Lee has undoubtedly made bigger narrative and genre swings with other films. Just look at his ode to Bill Gunn’s underground cinema in Da Sweet Blood of Jesus or his remake of Park Chan-wook’s Oldboy. But what makes Malcolm X such an achievement is how he subverts and toys with the pacing, structure and characterization of the biopic genre.
The mission with Lee’s film was to re-educate or newly educate Americans to the life and times of Malcolm X, who, after his assassination, was truly erased from the history books. But Lee did far more than just make a sprawling epic to reveal Malcolm X’s existence. Far from it. He displayed a full life of a revolutionary. It takes nearly an hour into the 202-minute runtime for Washington’s character to even learn about the Nation of Islam.

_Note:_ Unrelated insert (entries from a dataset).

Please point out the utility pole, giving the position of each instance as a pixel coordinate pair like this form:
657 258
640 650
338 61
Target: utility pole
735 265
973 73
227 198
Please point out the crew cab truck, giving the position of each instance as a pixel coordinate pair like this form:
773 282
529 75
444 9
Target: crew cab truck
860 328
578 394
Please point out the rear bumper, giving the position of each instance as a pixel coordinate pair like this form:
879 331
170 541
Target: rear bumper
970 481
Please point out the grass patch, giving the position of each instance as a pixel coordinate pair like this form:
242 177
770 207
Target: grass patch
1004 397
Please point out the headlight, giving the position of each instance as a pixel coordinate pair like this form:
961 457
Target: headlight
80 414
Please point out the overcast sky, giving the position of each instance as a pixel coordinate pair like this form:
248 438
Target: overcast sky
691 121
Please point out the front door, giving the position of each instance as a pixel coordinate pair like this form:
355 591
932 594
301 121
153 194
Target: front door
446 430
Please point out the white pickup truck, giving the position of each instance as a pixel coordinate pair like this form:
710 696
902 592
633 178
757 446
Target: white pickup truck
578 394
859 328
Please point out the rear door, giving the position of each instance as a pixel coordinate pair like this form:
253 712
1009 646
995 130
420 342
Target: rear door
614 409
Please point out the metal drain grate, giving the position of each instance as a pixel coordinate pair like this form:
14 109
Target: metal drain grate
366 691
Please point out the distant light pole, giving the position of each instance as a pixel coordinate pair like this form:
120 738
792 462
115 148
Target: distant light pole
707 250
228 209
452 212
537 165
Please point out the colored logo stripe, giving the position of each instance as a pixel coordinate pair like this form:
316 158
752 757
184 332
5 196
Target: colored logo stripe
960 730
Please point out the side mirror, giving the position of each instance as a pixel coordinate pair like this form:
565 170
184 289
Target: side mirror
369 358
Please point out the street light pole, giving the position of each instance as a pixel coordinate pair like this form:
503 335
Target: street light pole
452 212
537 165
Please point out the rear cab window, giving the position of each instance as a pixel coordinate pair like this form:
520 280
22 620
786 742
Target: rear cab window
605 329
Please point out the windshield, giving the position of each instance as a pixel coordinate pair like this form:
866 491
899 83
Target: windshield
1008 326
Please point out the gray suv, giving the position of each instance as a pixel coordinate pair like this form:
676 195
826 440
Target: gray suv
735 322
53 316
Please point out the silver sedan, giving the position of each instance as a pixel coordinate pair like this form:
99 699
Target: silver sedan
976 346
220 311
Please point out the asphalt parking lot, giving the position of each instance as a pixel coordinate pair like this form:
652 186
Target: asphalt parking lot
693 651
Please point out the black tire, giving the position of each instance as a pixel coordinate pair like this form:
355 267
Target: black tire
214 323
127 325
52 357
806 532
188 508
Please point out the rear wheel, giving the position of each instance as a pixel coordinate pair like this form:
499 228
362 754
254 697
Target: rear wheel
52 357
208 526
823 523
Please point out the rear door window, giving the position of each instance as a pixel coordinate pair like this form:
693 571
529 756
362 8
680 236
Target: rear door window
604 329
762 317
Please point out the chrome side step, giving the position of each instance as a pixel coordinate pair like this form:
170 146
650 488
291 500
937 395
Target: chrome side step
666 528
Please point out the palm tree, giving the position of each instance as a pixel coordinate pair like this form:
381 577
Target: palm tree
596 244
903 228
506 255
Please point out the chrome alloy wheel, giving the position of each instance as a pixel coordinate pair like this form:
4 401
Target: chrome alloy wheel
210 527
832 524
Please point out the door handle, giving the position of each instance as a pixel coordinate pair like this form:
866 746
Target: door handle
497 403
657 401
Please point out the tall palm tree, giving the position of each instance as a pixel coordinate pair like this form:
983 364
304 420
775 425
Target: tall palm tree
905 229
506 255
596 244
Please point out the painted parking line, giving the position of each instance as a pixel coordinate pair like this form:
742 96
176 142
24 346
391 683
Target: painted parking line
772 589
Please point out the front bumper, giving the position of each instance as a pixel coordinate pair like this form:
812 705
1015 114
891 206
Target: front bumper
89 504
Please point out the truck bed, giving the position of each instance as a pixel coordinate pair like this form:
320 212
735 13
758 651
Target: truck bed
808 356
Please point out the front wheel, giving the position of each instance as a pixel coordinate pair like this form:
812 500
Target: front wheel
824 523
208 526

Lee relishes the first hour of revealing the childhood and criminal escapes of Malcolm, while also revealing the systemic racism that showed itself explicitly and implicitly throughout the early years of the activist’s life. But even as the film progresses into the major events that made Malcolm X into such a pivotal figure in the Civil Rights Movement, Lee wanted to get the imperfections and small moments of grace that no one would even have bothered to show. Additionally, in typical Lee fashion, he connects the life of Malcolm X to the struggle for Pan-Africanism, with a final cameo from South African civil rights leader Nelson Mandela.
But there are so many scenes that go against the grain of a typical biopic. As the tensions between the Nation of Islam rise and the FBI increases its surveillance, Malcolm takes a trip to Mecca. Lee and cinematographer Ernest Dickerson beautifully capture the enlightenment and beauty that strike against the idea that Malcolm was a dangerous Black supremacist radical. It’s not in some neoliberal attempt on Lee’s part to tone down Malcolm’s politics, but rather to set the record straight and show that this leader was a beautiful person.
In comes Washington, who has the mighty task of displaying the oratory ability and charm of Malcolm X, while also showing his fragility. When Malcolm comes to learn the teachings of Islam, Washington understands how to depict awe and the feeling that your whole world has significance and purpose. The esteemed actor hints at so much more and so much of the pain that came from living his whole life in a racist world. Washington had a clear understanding of how to show that the weight and enormity of Malcolm X’s power took an undeniable toll on the man himself.
That’s what makes Malcolm X so distinct and elevated among other biopics. The combination of knowledge and understanding from both Lee and Washington makes this their finest collaboration and quite possibly the pinnacle of both of their careers.